Nada más despertar mis ojos se topan con el techo. A pesar de que tengo muy asimilado que duermo en la litera de arriba, sinceramente, me pasa a veces que siento como si el techo estuviera más cerca de mí. A veces, y solo a veces, me despierto con más ganas de “seguir acostado” que de “seguir” simplemente. Tengo la extraña sensación de que debo descifrar algo en ese techo de hormigón visto pintado de blanco que, bueno, me observa en la medida en que lo observo yo. ¿Qué pretendo encontrar en él? No lo sé. ¿He de encontrarlo ahí? Tampoco lo tengo claro. Pero sigo observando. Como quien mira el café y cree ver una letra, o como quien mira un rostro y cree ver un gesto de complicidad.

Sigo atento. Mis ojos siguen abiertos, y además, mirando. Mi coraje también, y además, respirando. Porque no es lo mismo ver que mirar, ni oír que escuchar, a pesar de que muchas veces caigamos en el error: a pesar de que muchas veces confundamos existir con vivir.
Ante todo ahí me quedo, recostado, navegando sin mojarme, sin barco, sin salir de entre las sábanas pero muy lejos de mi cama al mismo tiempo. Quizás demasiado: el filósofo es un navegante en una pequeña barca perdido en el océano. No podía ser de otro modo.

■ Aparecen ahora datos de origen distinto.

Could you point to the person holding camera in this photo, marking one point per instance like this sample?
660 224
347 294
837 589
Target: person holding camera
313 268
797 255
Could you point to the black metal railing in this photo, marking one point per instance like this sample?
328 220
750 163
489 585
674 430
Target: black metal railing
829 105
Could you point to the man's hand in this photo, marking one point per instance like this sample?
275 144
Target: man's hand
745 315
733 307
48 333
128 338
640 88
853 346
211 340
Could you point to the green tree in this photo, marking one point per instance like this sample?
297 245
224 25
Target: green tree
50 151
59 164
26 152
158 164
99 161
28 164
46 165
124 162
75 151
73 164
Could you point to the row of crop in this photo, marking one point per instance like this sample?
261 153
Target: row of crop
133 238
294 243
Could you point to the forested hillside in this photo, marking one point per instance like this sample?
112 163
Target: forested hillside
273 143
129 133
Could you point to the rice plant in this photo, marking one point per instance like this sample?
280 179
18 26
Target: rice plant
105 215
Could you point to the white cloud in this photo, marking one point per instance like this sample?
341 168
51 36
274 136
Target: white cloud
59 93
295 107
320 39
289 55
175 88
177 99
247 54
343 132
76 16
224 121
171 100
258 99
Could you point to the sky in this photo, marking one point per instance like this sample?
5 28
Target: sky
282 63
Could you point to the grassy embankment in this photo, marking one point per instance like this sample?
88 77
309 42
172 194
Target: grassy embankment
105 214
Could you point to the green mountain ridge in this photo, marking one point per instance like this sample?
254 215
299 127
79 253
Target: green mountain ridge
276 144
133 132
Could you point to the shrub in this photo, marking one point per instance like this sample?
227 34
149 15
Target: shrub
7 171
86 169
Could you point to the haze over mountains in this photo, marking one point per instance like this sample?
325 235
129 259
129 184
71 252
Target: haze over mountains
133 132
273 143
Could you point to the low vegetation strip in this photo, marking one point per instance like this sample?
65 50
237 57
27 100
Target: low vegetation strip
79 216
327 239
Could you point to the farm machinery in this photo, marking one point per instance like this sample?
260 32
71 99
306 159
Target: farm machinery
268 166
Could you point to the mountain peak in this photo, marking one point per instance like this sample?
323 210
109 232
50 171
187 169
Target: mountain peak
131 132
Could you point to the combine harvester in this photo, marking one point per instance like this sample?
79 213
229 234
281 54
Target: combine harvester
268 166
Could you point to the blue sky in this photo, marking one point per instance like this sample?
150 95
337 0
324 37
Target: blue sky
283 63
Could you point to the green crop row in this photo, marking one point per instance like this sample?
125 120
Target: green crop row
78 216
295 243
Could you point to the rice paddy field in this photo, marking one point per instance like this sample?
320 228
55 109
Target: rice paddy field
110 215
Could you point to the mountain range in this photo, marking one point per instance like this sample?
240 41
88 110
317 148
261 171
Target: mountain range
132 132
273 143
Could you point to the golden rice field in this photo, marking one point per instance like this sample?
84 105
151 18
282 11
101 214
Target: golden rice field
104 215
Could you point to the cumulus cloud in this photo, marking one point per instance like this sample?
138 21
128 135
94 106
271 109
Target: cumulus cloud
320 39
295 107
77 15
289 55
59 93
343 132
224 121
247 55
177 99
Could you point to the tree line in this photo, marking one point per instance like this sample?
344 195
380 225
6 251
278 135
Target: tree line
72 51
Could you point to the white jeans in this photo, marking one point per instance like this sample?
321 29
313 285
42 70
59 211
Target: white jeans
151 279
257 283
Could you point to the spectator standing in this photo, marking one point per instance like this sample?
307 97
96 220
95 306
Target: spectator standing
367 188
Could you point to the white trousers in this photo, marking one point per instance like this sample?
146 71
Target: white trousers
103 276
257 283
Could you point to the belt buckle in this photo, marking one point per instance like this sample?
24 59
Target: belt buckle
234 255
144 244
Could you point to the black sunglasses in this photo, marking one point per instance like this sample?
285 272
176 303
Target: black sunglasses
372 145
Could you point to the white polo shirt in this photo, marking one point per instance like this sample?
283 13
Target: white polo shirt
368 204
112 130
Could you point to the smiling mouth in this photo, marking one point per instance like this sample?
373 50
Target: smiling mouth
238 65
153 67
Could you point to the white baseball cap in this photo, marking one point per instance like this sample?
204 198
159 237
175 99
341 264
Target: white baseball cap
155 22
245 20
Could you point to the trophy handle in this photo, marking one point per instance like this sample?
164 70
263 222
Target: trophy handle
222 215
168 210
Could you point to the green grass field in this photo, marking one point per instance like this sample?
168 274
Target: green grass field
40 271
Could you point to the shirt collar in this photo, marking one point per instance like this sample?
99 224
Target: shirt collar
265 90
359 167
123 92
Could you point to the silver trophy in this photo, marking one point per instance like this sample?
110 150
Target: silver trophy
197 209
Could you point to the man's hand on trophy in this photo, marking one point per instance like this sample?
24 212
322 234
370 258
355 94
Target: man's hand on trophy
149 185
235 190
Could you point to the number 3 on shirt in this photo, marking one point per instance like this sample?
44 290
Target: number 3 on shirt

Tan lejos que me aterra, tan cerca que me resulta familiar. Sigo en el mismo lugar, acomodado en mi comodidad de ser yo mismo, en mi apartamento, en lo que viene siendo mi Málaga desde hace casi tres años ya, pero lejos de donde siempre: haciendo natación sincronizada unas veces, y otras ahogado en mis pensamientos. Me siento fuera y en ningún momento he dejado de estar dentro, o eso creo. Me siento bien. Me sienta bien el café, tú, mi gente, mi música, la filosofía: leerla y entenderla, no enterarme de nada estudiándola, odiarla y quererla. Mis libros. Hasta los problemas me sientan bien: me ponen a prueba, solvento los mismos con acierto. Bien en general, bien en particular.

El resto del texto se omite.